We are going to build a Multi-Document RAG system from scratch using Python, LangChain, and Ollama. It sounds complex, but I promise you, it’s just a series of logical steps.

We’ll use LangChain for orchestration, Chroma for storage, and Ollama to run the Llama 3 model locally.

First, install these libraries. In your terminal, run:

pip install langchain langchain-community langchain-huggingface langchain-chroma langchain-ollama pypdf

You’ll also need Ollama running locally with the Llama 3 model. After installing Ollama, run ollama pull llama3.

Step 1: Loading the Raw Knowledge

First, gather your source materials. We need to extract text from PDF files. PyPDFLoader is a good choice because it handles the tricky formatting of PDFs well:

import os
from langchain_community.document_loaders import PyPDFLoader

def load_documents(folder_path: str):
    if not os.path.exists(folder_path):
        raise FileNotFoundError(f"Folder '{folder_path}' does not exist")

    documents = []
    for filename in os.listdir(folder_path):
        if filename.endswith(".pdf"):
            file_path = os.path.join(folder_path, filename)
            print(f"📄 Loading: {filename}")
            try:
                loader = PyPDFLoader(file_path)
                documents.extend(loader.load())
            except Exception as e:
                print(f"❌ Error loading {filename}: {e}")
    return documents

Data is rarely perfect. Make sure your loading logic skips non-PDFs and handles errors, so your pipeline keeps running even if one file is bad.

Step 2: Chunking

You can’t give a 100-page document to an LLM all at once because it goes over the memory limit. So, we need to break it into smaller parts.

We use RecursiveCharacterTextSplitter, which is a smart tool. It tries to split text by paragraphs first, then by sentences, so related text stays together:

from langchain_text_splitters import RecursiveCharacterTextSplitter

def split_text(documents):
    splitter = RecursiveCharacterTextSplitter(
        chunk_size=1000,
        chunk_overlap=200,
    )
    chunks = splitter.split_documents(documents)
    print(f"✂️ Created {len(chunks)} chunks")
    return chunks

Pay attention to chunk_overlap=200. This setting is important because it creates a sliding window, making sure you don’t lose context if a sentence is split between chunks.

Step 3: Embeddings

Computers understand numbers, not words. So, we need to turn our text chunks into lists of numbers, called vectors or embeddings.

This means that if two chunks have similar meanings, like “Dog” and “Puppy,” their numbers will be close to each other:

from langchain_huggingface import HuggingFaceEmbeddings

embedding_function = HuggingFaceEmbeddings(
    model_name="sentence-transformers/all-MiniLM-L6-v2"
)

We’ll use all-MiniLM-L6-v2, a lightweight, open-source model that runs quickly on your CPU.

Step 4: The Vector Store

Now we need somewhere to store these numbers for fast searching. A regular SQL database isn’t good for this, so we’ll use a Vector Database. We’ll use Chroma:

from langchain_chroma import Chroma

def create_vector_store(chunks):
    vector_store = Chroma.from_documents(
        documents=chunks,
        embedding=embedding_function,
        persist_directory="./chroma_db",
        collection_name="rag_docs"
    )
    return vector_store

This function saves the database in a folder called ./chroma_db. That way, you don’t have to rebuild the database every time you restart the app; it stays saved.

Step 5: The Brain

This is the most important part. This function links the user, the database, and the LLM:

from langchain_ollama import ChatOllama
from langchain_core.prompts import ChatPromptTemplate
from langchain_core.runnables import RunnablePassthrough
from langchain_core.output_parsers import StrOutputParser


def format_docs(docs):
    return "\n\n".join(doc.page_content for doc in docs)

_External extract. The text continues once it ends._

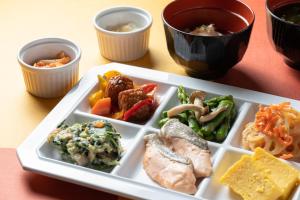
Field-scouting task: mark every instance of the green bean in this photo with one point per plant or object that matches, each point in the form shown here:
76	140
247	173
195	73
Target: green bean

def query_rag_system(query_text, vector_store):
    llm = ChatOllama(model="llama3") # Make sure you have Ollama installed and running!

    retriever = vector_store.as_retriever(search_kwargs={"k": 3})

    prompt = ChatPromptTemplate.from_template(
        """
        You are a helpful assistant.
        Answer ONLY using the context below.
        If the answer is not present, say "I don't know."

        Context:
        {context}

        Question:
        {question}
        """
    )

    chain = (
        {
            "context": retriever | format_docs,
            "question": RunnablePassthrough(),
        }
        | prompt
        | llm
        | StrOutputParser()
    )

    return chain.invoke(query_text)

First, it looks at the user’s question and finds the top 3 most relevant chunks (k=3). Then, it puts those chunks into a strict prompt: “Answer ONLY using the context below.” This helps stop the AI from making things up.

Step 6: Putting It All Together

Finally, the main loop checks if a database already exists. If it doesn’t, it processes the PDFs. Then, it starts a chat loop so you can ask questions:

def main():
    folder_path = "/Users/amankharwal/aiagent/data" # CHANGE THIS to your folder path

    if not os.path.exists("./chroma_db"):
        print("📦 No vector DB found. Creating one...")
        docs = load_documents(folder_path)
        chunks = split_text(docs)
        vector_store = create_vector_store(chunks)
        print("Vector database created")
    else:
        print("📦 Loading existing vector DB...")
        vector_store = Chroma(
            persist_directory="./chroma_db",
            embedding_function=embedding_function,
            collection_name="rag_docs"
        )

    while True:
        query = input("\n❓ Ask a question (or type 'exit'): ")
        if query.lower() == "exit":
            break

        print("🤔 Thinking...")
        answer = query_rag_system(query, vector_store)
        print("\n🧠 Answer:\n", answer)

if __name__ == "__main__":
    main()

Here’s the answer I got for my and my friends’ resumes:

Closing Thoughts

Building systems like this shows me that AI isn’t meant to replace our curiosity; it helps fuel it. When it’s easier to find answers, we can ask better, deeper, and more creative questions.

Don’t be afraid to experiment with this code. Try changing the chunk size, swap llama3 for Mistral, or use a different embedding model. That’s the best way to learn.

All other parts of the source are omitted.